O filme traz a história de David, vivido por John Cuzack. Um escritor de ficção cientifica que desde criança sempre se sentiu excluído e cresceu sonhando com o dia em que os ETs viriam levá-lo para o espaço. Sua imaginação o transformou em um escritor de sucesso, mas desde a trágica morte de sua noiva, há dois anos, ele nunca mais experimentou qualquer traço de vida afetiva. Mas David sempre quis ser pai. E finalmente resolve tentar, adotando o problemático Dennis. Assim como David, Dennis vive trancafiado em seu mundo de fantasia. Quando era criança, David queria ser um alien. No caso de Dennis, ele acredita de verdade que é um marciano em missão de exploração na Terra. E talvez seja mesmo…

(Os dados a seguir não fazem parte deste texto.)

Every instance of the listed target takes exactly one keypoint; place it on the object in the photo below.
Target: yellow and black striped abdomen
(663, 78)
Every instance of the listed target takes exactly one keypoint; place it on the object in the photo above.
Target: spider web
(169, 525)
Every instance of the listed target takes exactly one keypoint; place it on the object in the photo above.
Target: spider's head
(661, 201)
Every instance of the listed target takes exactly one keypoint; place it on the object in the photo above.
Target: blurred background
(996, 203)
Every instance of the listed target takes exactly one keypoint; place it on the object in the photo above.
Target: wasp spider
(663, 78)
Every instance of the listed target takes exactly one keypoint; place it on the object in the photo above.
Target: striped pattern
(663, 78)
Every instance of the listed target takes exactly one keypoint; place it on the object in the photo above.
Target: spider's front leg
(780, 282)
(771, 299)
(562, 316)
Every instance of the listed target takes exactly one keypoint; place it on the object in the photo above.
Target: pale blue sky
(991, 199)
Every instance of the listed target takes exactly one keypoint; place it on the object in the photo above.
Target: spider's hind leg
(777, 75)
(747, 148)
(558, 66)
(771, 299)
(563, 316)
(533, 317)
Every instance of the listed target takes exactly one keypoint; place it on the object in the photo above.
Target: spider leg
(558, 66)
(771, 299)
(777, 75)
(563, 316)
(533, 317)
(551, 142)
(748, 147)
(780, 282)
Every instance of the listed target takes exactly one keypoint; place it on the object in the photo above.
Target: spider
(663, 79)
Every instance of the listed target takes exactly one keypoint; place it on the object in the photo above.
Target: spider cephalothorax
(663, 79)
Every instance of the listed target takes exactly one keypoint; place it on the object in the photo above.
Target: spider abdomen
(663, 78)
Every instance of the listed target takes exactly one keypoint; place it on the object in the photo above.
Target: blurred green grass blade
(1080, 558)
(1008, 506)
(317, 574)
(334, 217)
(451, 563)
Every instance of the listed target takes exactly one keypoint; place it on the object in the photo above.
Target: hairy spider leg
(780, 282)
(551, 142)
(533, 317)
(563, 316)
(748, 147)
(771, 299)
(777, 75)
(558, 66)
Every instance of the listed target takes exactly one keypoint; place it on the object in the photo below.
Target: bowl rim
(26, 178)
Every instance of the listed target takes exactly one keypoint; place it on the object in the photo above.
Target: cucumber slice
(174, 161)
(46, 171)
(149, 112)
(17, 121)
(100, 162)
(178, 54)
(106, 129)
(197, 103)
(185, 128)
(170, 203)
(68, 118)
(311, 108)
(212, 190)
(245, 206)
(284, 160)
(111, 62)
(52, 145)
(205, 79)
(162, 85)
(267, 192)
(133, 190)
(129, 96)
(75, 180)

O longa do diretor Menno Meyjes é uma mistura de vários gêneros, drama, romance e ficção cientifica. A principio, parece apenas mais um filme sobre um adulto tentando se entender com um garoto problemático. As diferenças em relação a algumas comédias do gênero são um roteiro muito bem armado e o elenco, com destaque para o garoto Bobby Coleman, de apenas dez anos. O garoto encara o veterano craque John Cuzack de igual para igual. O elenco ainda traz Amanda Peet e Oliver Platt.

Ho, ho, ho!

Gente, o blog está em coma induzido, mas vivo, respirando com aparelhos. Sem computador, e cheio de coisas para resolver ainda este ano, fica complicado blogar. De qualquer jeito, Feliz Natal e Próspero Ano Novo para todos os frequentadores e amigos do estabelecimento.

Ficção para curtir

Chuva, férias… tudo pede uma pipoquinha e um bom filme para descansar a cabeça. A pedida de hoje é Jumper. Uma ficção científica que te faz pensar como seria bom ter poderes especiais. Que tal apenas pensar em algum lugar e estar lá?

O filme conta a história de David Rice (Hayden Christensen, o Anakin Skywalker de Stars Wars II e III), um adolescente que descobre ter o poder do teletransporte e usa isso para fugir de casa, do pai alcoólatra e da mãe que saiu de casa. Ele inicia uma solitária volta ao mundo, até decidir voltar a sua típica cidade do interior dos Estados Unidos e encarar uma antiga paixão de escola, Millie Harris (Rachel Bilson, do seriado The OC).

 É nesse momento que David conhece outro de sua espécie, Griffin (Jamie Bell, o Billy Elliot, daquele filme do menino que queria fazer balé), e descobre que descende de uma antiga raça e, pior, que existe uma sociedade secreta que tem como missão exterminá-los. Seu líder é Roland (Samuel L. Jackson, cada vez mais exótico, desta vez com cabelos brancos).

O diretor Doug Liman não repete aqui o mesmo ótimo trabalho de Identidade Bourne e Sr. & Sra. Smith, mas entrega um filme despretensioso, com bom e conhecido elenco, ganchos para uma continuação e, mais importante, um roteiro dinâmico e bem construído. Ótimo acompanhamento para sua pipoquinha.